Ed Gillespie Joins George Allen’s Team
Hotline reports thatformer GOP chair Ed Gillespie has signed on as George Allen’s money guy.
Ed Gillespie, one of the most well-respected, most well-connected Republicans in Washington — he’s the RNC chair once removed — has signed on to be the treasurer of Sen. George Allen‘s political action committee, Good Government for America. “I am a big fan of Sen. Allen’s,” Gillespie, a fellow Virginian, said in a brief interview. “I’m proud that he’s my Senator.”
The papers were signed last week; the PAC’s former treasurer retired in December. Associates say Allen broached the idea several months ago. Gillespie was receptive, though he could not commit to outside political work because he was helping the White House get John Roberts’ through the Senate. When Gillespie returned to his government affairs practice in the fall, he told Allen he’d love to help.
Allen will spend his ’06 raising money for his Senate re-election campaign. But to keep his options open for 2008, he’d need a firm hand to manage the financial affairs of his leadership PAC and help develop a larger network of donors. “I told him I wanted to do anything I do to help him,” says Gillespie. “He told me that he’s not going to be able to focus on his PAC, so I said I would become its treasurer until the end of the cycle.”
Allen is my senator as well and a good one.
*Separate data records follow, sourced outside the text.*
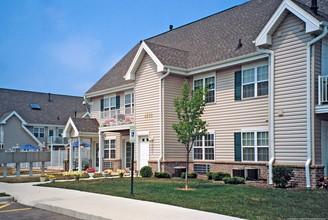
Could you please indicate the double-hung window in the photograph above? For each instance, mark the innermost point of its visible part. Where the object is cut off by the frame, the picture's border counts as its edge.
(207, 82)
(109, 149)
(255, 81)
(38, 132)
(255, 146)
(129, 103)
(204, 147)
He is being talked up quite a bit as a presidential candidate and certainly has the credentials: A sitting senator who has been a large state governor and a House Member. He’s sufficiently Southern and conservative to get enthusiastic support of the base but sufficiently moderate to appeal to swing voters.
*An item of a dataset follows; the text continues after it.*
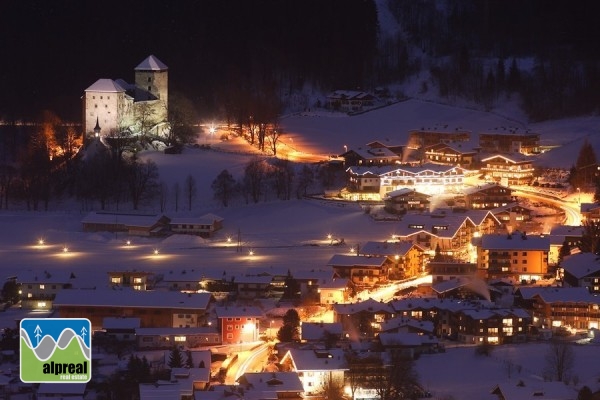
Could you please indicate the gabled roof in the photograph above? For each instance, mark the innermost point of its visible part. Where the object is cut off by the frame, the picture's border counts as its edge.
(105, 86)
(151, 63)
(342, 260)
(581, 264)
That Gillespie has signed on is a good indication that seasoned pros think Allen has a shot. The names most often touted for the 2008 nomination are John McCain, Rudi Guiliani, and Condi Rice. My bet is that the last two won’t run. McCain has been running in all but name for years. Allen would have difficulty competing with McCain for media attention and money but he may well be more attractive to the Republican nominating electorate.